A comment in the British-based Times on Monday entitled “A test of the UN’s moral authority” highlighted the push for what would be effectively a military invasion of Burma. Referring to the French foreign minister, it concluded: “Britain, Australia and the US should go where he leads and plan to move in directly, if all else fails. Better that than impotently counting rice sacks in Thai warehouses. If the generals get the message that ‘no’ will not be taken for an answer, they may decide to join what they can’t beat. And if not? Imposing aid is a messy business. Dying for lack of it is messier by far.”
Facing concerted pressure, the Burmese junta has eased restrictions on international aid, including from the US. Four US military C-130 cargo planes landed in Rangoon on Friday on top of 13 previous flights. US State Department spokesman Sean McCormack noted that two of the shipments had been handed directly to non-government organisations for distribution. He indicated that a further four or five flights were scheduled each day for Saturday and Sunday.
While acknowledging that the junta had allowed aid flights, Pentagon press secretary Geoff Morrell made clear that the US was demanding more direct involvement. “Our government has been working with other governments in the region to try to persuade the Burmese military, the leadership of that nation, to put their pride aside and let our troops come in with the aid that their people so desperately need,” he said.

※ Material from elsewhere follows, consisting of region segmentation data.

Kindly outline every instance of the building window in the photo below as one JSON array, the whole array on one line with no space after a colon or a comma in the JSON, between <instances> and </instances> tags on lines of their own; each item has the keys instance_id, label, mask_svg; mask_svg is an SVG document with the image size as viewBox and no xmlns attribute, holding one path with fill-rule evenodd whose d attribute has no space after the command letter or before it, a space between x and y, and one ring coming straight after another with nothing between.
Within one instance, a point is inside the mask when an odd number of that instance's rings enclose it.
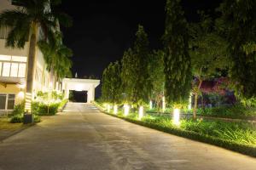
<instances>
[{"instance_id":1,"label":"building window","mask_svg":"<svg viewBox=\"0 0 256 170\"><path fill-rule=\"evenodd\" d=\"M15 104L15 94L0 94L0 110L13 110Z\"/></svg>"},{"instance_id":2,"label":"building window","mask_svg":"<svg viewBox=\"0 0 256 170\"><path fill-rule=\"evenodd\" d=\"M6 94L0 94L0 110L5 110Z\"/></svg>"},{"instance_id":3,"label":"building window","mask_svg":"<svg viewBox=\"0 0 256 170\"><path fill-rule=\"evenodd\" d=\"M15 94L8 94L7 110L13 110L15 108Z\"/></svg>"},{"instance_id":4,"label":"building window","mask_svg":"<svg viewBox=\"0 0 256 170\"><path fill-rule=\"evenodd\" d=\"M19 65L19 77L25 77L26 76L26 64L20 63Z\"/></svg>"},{"instance_id":5,"label":"building window","mask_svg":"<svg viewBox=\"0 0 256 170\"><path fill-rule=\"evenodd\" d=\"M3 76L9 76L10 63L3 63Z\"/></svg>"},{"instance_id":6,"label":"building window","mask_svg":"<svg viewBox=\"0 0 256 170\"><path fill-rule=\"evenodd\" d=\"M26 57L0 55L0 76L25 77Z\"/></svg>"},{"instance_id":7,"label":"building window","mask_svg":"<svg viewBox=\"0 0 256 170\"><path fill-rule=\"evenodd\" d=\"M10 76L16 77L18 76L18 70L19 70L19 64L18 63L12 63Z\"/></svg>"},{"instance_id":8,"label":"building window","mask_svg":"<svg viewBox=\"0 0 256 170\"><path fill-rule=\"evenodd\" d=\"M2 27L0 29L0 39L7 39L9 31L10 29L9 27Z\"/></svg>"}]
</instances>

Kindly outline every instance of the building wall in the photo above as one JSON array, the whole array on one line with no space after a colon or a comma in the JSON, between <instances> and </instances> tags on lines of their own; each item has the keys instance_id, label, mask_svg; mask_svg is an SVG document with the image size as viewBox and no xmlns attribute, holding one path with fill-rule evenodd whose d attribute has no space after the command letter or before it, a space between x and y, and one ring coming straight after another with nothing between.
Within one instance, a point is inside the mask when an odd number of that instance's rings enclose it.
<instances>
[{"instance_id":1,"label":"building wall","mask_svg":"<svg viewBox=\"0 0 256 170\"><path fill-rule=\"evenodd\" d=\"M6 87L0 85L0 94L15 94L15 105L20 104L24 99L24 88L20 88L16 84L7 84Z\"/></svg>"},{"instance_id":2,"label":"building wall","mask_svg":"<svg viewBox=\"0 0 256 170\"><path fill-rule=\"evenodd\" d=\"M11 0L0 0L0 13L5 9L13 9L16 7L11 4ZM8 28L0 28L0 55L9 56L23 56L28 57L29 42L26 42L23 49L11 48L5 47L5 39L8 36ZM42 31L38 29L38 37L42 37ZM1 61L0 61L1 62ZM26 63L27 72L27 63ZM24 99L26 88L24 83L26 82L26 77L22 78L22 82L19 78L3 77L0 73L0 94L15 94L15 105L20 104ZM38 91L49 91L54 85L51 83L50 74L46 70L46 64L44 60L44 55L41 51L37 48L36 51L36 72L34 76L33 92L37 94ZM23 87L20 88L20 84Z\"/></svg>"}]
</instances>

Stars and Stripes reported on May 16 that the Pentagon was preparing “plans for large-scale relief operations to aid cyclone-stricken Myanmar”. One US official told the military newspaper there may be “unrest or even widespread riots” in the cyclone-hit areas of Burma. “I think what we’re going to start seeing is people will rise up,” he said.
Clearly, a debate is underway in ruling circles in the US and Europe over whether to exploit the cyclone catastrophe to justify a military intervention to effect regime change in Burma. It would not be the first time that a humanitarian disaster has been used for such purposes. If it were to take place, the outcome for the Burmese people will be no more positive than it has been for the populations of East Timor or the Balkans following the interventions led by Australia and NATO in 1999.